Independence and a better quality of life is fueling the labor shortage


Aldo Perez

Businesses are desperate for employees. Broadway Heights in Chico is going as far as offering a vaccination bonus for new hires.

Businesses throughout Chico are struggling to keep employment. Some are shortening their business hours, others are even offering hiring bonuses.

The labor shortage, however, is not unique to the city of Chico. While scrolling through Twitter late one night, I came across a picture of a sign in front of a business that read: “We are short-staffed. No one wants to work anymore.”

One of many signs being posted as businesses struggle to keep employment. Taken from r/antiwork subreddit.

The picture was originally posted on an anti-work subreddit appropriately titled: “r/antiwork: Unemployment for all, not just the rich!”

The subreddit has seen exponential growth over the past two years and now garners over a million members.
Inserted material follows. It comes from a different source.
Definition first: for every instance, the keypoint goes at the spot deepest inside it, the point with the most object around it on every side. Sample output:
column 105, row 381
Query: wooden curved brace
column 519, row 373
Most of the growth coincided with the record-breaking number of Americans who quit their jobs between April and August of this year, according to an economic news release from the U.S. Bureau of Labor Statistics.

I’m no economist, but the reasons seem simple, and it’s not what people think. We know there are jobs available; the signs in front of businesses and the shorter business hours due to lack of employees corroborates this. Why, then, are so many Americans quitting their jobs?
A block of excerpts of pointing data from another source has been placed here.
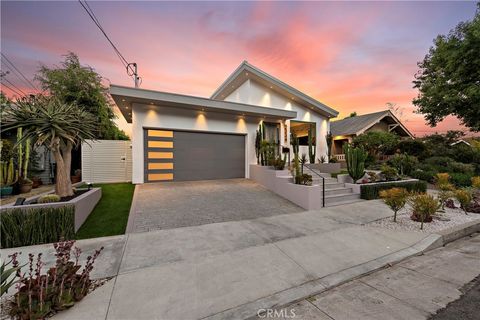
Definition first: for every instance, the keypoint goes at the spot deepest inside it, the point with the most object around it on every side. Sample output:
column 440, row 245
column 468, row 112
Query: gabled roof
column 359, row 124
column 247, row 71
column 124, row 97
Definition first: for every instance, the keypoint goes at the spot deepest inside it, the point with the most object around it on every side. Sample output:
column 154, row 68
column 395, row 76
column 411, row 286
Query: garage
column 175, row 155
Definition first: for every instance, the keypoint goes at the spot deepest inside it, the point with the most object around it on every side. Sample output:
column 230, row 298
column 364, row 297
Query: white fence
column 106, row 161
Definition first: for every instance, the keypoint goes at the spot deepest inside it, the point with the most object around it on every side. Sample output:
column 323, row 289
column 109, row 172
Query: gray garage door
column 187, row 156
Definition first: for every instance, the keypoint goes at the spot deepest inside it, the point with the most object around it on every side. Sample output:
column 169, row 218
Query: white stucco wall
column 145, row 116
column 254, row 93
We’ve all heard it: “People don’t want to work because they’re lazy and make more money staying unemployed.”

This is simply not true. A 2020 news report from Yale economists found no evidence that the more generous unemployment benefits during the pandemic reduced employment.

It’s not that people don’t want to work. Rather, they’d prefer to be self-employed or find work where they are appreciated and offered benefits like healthcare, flexibility, lower hours and higher pay.

People don’t want to fall victim to the vicious cycle of wage slavery in which an individual is unable to escape a low paying job with little chance of economic mobility. 

Our economy isn’t experiencing a Great Resignation — it is experiencing a Great Reflection.

The COVID-19 pandemic forced workers to take into serious consideration the type of life they want to build. A 40-hour workweek at a minimum wage job is, and has always been, absurd. Such a lifestyle robs people of precious time they will never get back. 

It’s incredibly difficult to work a 9-5 all while cooking healthy meals, taking care of your mental health, exercising regularly, sleeping 6-8 hours a day and spending time with family and friends.

Workers are simply burned out and are realizing that a system in which their labor barely helps them survive but puts more money in the pockets of CEOs than they know what to do with is a broken system.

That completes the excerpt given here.